Domestic team information
- 1834–1849: Cambridge Town Club

Career statistics
| Competition | First-class |
| Matches | 20 |
| Runs scored | 306 |
| Batting average | 10.92 |
| 100s/50s | –/– |
| Top score | 36* |
| Balls bowled | ? |
| Wickets | 1 |
| Bowling average | ? |
| 5 wickets in innings | – |
| 10 wickets in match | – |
| Best bowling | 1/? |
| Catches/stumpings | 13/– |
- Source: Cricinfo, 7 April 2022

= Israel Haggis =

English cricketer and publican

Israel Haggis (23 January 1811 — 9 August 1849) was an English first-class cricketer and publican.

Haggis was born at Cambridge in January 1811. A club cricketer for Chesterton Cricket Club, he was first chosen to play for the Cambridge Town Club in a first-class match against Cambridge University at Parker's Piece in 1834. From 1836, he became a regular feature in Cambridgeshire representative sides, making 19 appearances for the county to 1849. By 1841, his reputation and connection to Francis Fenner saw Haggis gain a place in an England team which played Kent in a first-class match at Bromley. He was described as a cricketer by Denison as being "distinguished for his excellence in the field, and the exhibition of much liveliness when batting", with it also being noted that his liveliness when batting led to his susceptibility to be out caught.

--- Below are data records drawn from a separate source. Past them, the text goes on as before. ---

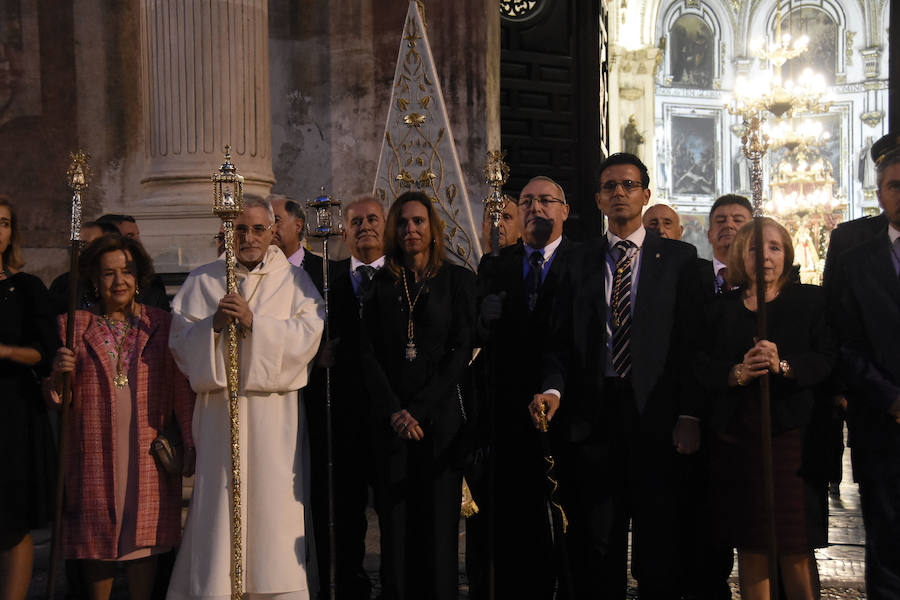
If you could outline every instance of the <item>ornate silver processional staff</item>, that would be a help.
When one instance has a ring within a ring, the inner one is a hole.
[[[88,155],[79,150],[71,154],[71,164],[66,171],[66,183],[72,190],[72,234],[69,245],[69,303],[66,320],[66,348],[72,350],[75,345],[75,309],[78,306],[78,255],[81,252],[81,195],[91,182],[91,169],[88,166]],[[53,518],[53,539],[50,544],[50,565],[47,574],[47,598],[52,600],[56,586],[56,563],[62,548],[60,532],[62,525],[64,469],[63,461],[68,444],[68,422],[72,410],[72,374],[66,373],[63,378],[62,407],[59,417],[59,453],[56,470],[56,510]]]
[[[509,179],[509,165],[503,162],[504,158],[506,150],[489,150],[484,165],[484,181],[491,186],[491,193],[484,199],[491,219],[491,256],[500,256],[500,219],[507,203],[503,184]]]
[[[325,301],[325,340],[331,340],[328,308],[328,240],[344,233],[344,215],[340,200],[334,200],[321,188],[319,195],[306,203],[306,234],[322,240],[322,299]],[[325,368],[325,427],[328,444],[328,586],[335,598],[337,548],[334,525],[334,429],[331,407],[331,367]]]
[[[244,178],[231,162],[231,146],[225,146],[225,162],[212,176],[213,213],[222,219],[225,233],[225,285],[229,294],[237,292],[234,274],[234,219],[244,211]],[[244,598],[243,532],[241,526],[241,441],[238,416],[238,324],[226,329],[226,369],[228,370],[228,416],[231,447],[231,598]]]

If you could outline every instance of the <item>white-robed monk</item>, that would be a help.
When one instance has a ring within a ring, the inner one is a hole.
[[[222,257],[193,271],[172,303],[169,345],[197,393],[194,493],[169,600],[231,597],[226,326],[240,338],[244,588],[249,600],[306,600],[305,415],[297,391],[322,337],[324,305],[309,276],[272,241],[275,216],[250,200],[235,219],[237,294]]]

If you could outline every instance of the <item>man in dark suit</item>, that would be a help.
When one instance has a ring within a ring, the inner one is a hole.
[[[872,161],[878,160],[879,156],[896,144],[896,136],[886,135],[878,142],[872,145],[870,152]],[[822,287],[825,290],[825,303],[828,320],[832,323],[832,327],[837,329],[838,322],[841,320],[841,295],[846,282],[842,280],[842,272],[840,264],[844,255],[848,250],[859,246],[873,237],[881,233],[887,227],[887,215],[882,212],[876,216],[863,216],[852,221],[845,221],[838,224],[831,231],[831,237],[828,242],[828,251],[825,254],[825,269],[822,273]],[[833,390],[836,395],[834,401],[834,416],[830,423],[826,424],[825,437],[828,443],[825,446],[825,452],[828,454],[827,476],[830,486],[830,492],[833,496],[840,495],[839,485],[843,479],[842,461],[844,454],[844,418],[847,410],[847,400],[841,393],[842,383],[837,381],[835,374],[833,381]],[[853,445],[852,433],[848,432],[847,445]]]
[[[329,278],[331,342],[320,352],[318,366],[331,366],[334,436],[335,547],[337,596],[368,599],[371,583],[363,570],[370,456],[366,423],[369,400],[360,365],[360,310],[375,272],[384,265],[384,209],[374,196],[360,196],[344,208],[344,242],[350,258],[332,262]],[[329,597],[328,440],[324,369],[307,390],[312,451],[312,515],[319,566],[318,598]]]
[[[706,239],[713,249],[713,259],[697,260],[703,291],[709,292],[709,298],[713,294],[721,294],[728,287],[725,282],[725,275],[728,272],[728,249],[731,248],[731,242],[734,241],[738,229],[751,219],[753,219],[753,205],[744,196],[725,194],[713,202],[709,210],[709,229],[706,230]]]
[[[677,598],[673,464],[699,444],[691,368],[701,321],[697,253],[644,229],[650,177],[636,156],[607,158],[599,184],[609,230],[569,262],[543,357],[544,393],[529,408],[535,419],[542,405],[550,418],[560,402],[569,411],[578,597],[624,598],[631,521],[640,597]]]
[[[888,226],[839,263],[841,373],[874,599],[900,598],[900,144],[891,138],[876,159]]]
[[[272,194],[267,200],[275,211],[275,235],[272,243],[281,248],[288,262],[300,267],[309,274],[322,292],[322,257],[313,254],[303,247],[303,233],[306,227],[306,212],[299,202]]]
[[[518,200],[522,243],[486,255],[478,270],[482,298],[479,332],[486,356],[486,380],[491,387],[493,440],[486,440],[494,461],[494,565],[498,598],[552,598],[555,569],[547,520],[544,464],[539,440],[531,426],[528,404],[540,385],[525,350],[546,346],[551,305],[574,244],[563,236],[569,205],[562,187],[548,177],[531,179]],[[501,242],[503,237],[501,236]],[[488,419],[482,419],[490,430]],[[490,437],[489,435],[486,437]],[[485,482],[474,481],[476,499]],[[484,498],[484,495],[481,494]],[[490,506],[488,506],[490,510]],[[489,515],[474,517],[485,525]],[[477,527],[473,527],[477,530]],[[486,596],[484,553],[486,531],[473,532],[480,540],[470,545],[481,568],[475,575],[473,597]],[[471,563],[472,561],[470,561]],[[523,577],[522,573],[528,573]],[[481,575],[480,577],[478,575]],[[470,585],[472,583],[470,582]]]

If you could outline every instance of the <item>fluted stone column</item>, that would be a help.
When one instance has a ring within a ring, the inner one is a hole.
[[[145,165],[134,216],[157,270],[188,270],[213,256],[210,176],[225,145],[245,193],[266,196],[274,182],[268,1],[140,8]]]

In his 20 first-class appearances, Haggis scored 306 runs at an average of 10.92. His highest score of 36 not out was made against Cambridge University in 1837. In the field he took 13 catches.

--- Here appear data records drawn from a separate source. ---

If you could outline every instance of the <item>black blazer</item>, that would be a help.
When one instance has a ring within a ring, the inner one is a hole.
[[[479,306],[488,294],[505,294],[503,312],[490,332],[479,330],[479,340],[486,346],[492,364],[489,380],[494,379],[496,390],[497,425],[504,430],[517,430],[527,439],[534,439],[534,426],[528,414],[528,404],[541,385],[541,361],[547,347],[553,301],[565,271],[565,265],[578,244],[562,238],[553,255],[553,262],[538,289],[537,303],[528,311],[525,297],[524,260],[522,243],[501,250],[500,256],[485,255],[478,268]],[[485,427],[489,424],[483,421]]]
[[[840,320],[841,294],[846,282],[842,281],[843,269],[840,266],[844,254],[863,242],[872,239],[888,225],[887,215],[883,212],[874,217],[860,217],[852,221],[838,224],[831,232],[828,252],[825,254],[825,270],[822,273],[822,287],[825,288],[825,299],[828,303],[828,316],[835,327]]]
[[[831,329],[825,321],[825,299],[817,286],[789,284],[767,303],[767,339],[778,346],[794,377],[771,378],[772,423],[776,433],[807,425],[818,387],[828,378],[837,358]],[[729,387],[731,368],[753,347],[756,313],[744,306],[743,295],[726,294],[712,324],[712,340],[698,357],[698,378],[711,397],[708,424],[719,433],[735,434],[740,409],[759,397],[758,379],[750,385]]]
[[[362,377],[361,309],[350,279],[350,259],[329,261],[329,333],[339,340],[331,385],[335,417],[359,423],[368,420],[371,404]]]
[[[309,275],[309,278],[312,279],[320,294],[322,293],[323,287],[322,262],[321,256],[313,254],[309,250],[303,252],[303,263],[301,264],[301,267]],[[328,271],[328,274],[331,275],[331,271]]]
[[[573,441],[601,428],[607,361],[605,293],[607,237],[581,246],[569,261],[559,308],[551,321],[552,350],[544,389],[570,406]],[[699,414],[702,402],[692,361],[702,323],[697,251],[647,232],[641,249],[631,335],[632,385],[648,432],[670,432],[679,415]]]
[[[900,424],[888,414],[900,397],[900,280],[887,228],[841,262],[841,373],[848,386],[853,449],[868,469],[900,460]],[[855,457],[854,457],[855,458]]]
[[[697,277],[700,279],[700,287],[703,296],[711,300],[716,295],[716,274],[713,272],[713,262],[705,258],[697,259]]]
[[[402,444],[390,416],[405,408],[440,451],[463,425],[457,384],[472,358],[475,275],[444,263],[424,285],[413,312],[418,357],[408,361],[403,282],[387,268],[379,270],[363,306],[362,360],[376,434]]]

Outside of cricket, Haggis was a licensed victualler and later a publican. He had a reputation in Cambridge for trouble. In 1836, he was charged with selling spirits without a license at the Stourbridge fair, with Haggis also being the victim of assault in the same year. Around this time he was the proprietor of The Flower, before moving to The Six Bells in Covent Garden in 1837. He became the landlord of The New Inn on Parker's Piece by 1844, and was later landlord at The Tiger on East Road and The Salmon on Fair Street. From The New Inn he began selling cricket bats, balls and newly-invented pads, which he had purchased on a trip to London from James Cobbett, Will Caldecourt and Robert Dark, brother of James and Benjamin. Haggis managed the cricketing affairs of St John's College on Parker's Piece, having in his employment fellow cricketer Robert Ringwood. He was civically active in Cambridge, petitioning for reform of Parliament, in addition to donating a large sum of money for the restoration of St Botolph's Church.

He had a somewhat tumultuous relationship with his wife, Sarah, whom he had married in 1836. She eloped in 1843, seemingly with his manservant Alfred Hutt, to Hammersmith. Haggis located the pair, where he discovered cricket equipment which had been taken by Hutt, with Hutt being tried for theft in January 1844 and found not guilty. Haggis died from cholera on 9 August 1849, having eaten contaminated salmon which he had purchased two days previously while in London. He was transported to Cambridge, where his condition deteriorated and he died within an hour of his return to the city.